Research Paper Volume 13, Issue 21 pp 24050—24070
Identification of KIF4A as a prognostic biomarker for esophageal squamous cell carcinoma
- 1 Affiliated Zhongshan Hospital of Dalian University, Dalian 116001, China
- 2 East Hospital of Tongji University School of Medicine, Shanghai 200120, China
- 3 Department of Cardiothoracic Surgery, Xiangyang No. 1 People’s Hospital, Hubei University of Medicine, Xiangyang 441000, China
- 4 Department of Cardiothoracic Surgery, Tongji Hospital, School of Medicine, Tongji University, Shanghai 200065, China
Received: May 11, 2021 Accepted: September 3, 2021 Published: November 14, 2021https://doi.org/10.18632/aging.203585
How to Cite
Copyright: © 2021 Wang et al. This is an open access article distributed under the terms of the Creative Commons Attribution License (CC BY 3.0), which permits unrestricted use, distribution, and reproduction in any medium, provided the original author and source are credited.

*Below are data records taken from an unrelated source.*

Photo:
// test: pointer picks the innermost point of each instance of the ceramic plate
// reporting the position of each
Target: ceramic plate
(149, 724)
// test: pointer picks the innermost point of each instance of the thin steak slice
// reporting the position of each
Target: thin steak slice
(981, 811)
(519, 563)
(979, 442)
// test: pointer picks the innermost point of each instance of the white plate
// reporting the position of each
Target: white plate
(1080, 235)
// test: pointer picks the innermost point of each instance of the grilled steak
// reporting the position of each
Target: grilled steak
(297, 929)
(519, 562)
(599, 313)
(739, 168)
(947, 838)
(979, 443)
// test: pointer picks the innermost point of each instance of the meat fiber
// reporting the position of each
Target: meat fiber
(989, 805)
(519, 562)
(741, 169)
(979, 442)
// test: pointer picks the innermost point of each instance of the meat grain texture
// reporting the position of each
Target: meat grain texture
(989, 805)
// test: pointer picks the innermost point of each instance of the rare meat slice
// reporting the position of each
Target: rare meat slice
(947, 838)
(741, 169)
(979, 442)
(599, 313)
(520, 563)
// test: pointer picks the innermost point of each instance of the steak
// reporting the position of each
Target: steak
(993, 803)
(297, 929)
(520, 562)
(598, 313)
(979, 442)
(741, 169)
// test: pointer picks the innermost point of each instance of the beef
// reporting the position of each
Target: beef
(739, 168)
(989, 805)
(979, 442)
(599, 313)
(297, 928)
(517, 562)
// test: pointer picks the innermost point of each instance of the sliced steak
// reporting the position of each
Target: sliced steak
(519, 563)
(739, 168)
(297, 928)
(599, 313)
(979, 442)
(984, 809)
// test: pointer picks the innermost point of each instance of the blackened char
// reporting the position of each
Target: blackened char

Esophageal squamous cell carcinoma (ESCC) is the most common and aggressive tumor worldwide, and the long-term survival of these patients remains poor. Three databases (GSE17351, GSE20347, and GSE100942) were obtained from Gene Expression Omnibus, and 193 differentially expressed genes including 56 upregulated and 137 downregulated genes were identified by paired test using limma R package. Then, functional enrichments by gene ontology and Kyoto Encyclopedia of Genes and Genomes analyses showed these genes were mainly related protein digestion and absorption, and IL-17 signaling pathway. We then constructed a protein-protein interaction network and cytoHubba module to determine the six hub genes and overall survival analysis of the six hub genes were evaluated by UALCAN and GEPIA2 analysis. Ultimately, the experimental results confirmed the KIF4A was overexpressed in the ESCC tissues and cell lines compared with the normal esophageal mucosal tissues and was linked to poor prognosis. Moreover, we also revealed that KIF4A facilitates proliferation, cell cycle, migration, and invasion of ESCC in vivo and in vitro. Overall, these findings demonstrated that KIF4A could serve as diagnostic and prognostic biomarkers and may help facilitate therapeutic targets in ESCC patients.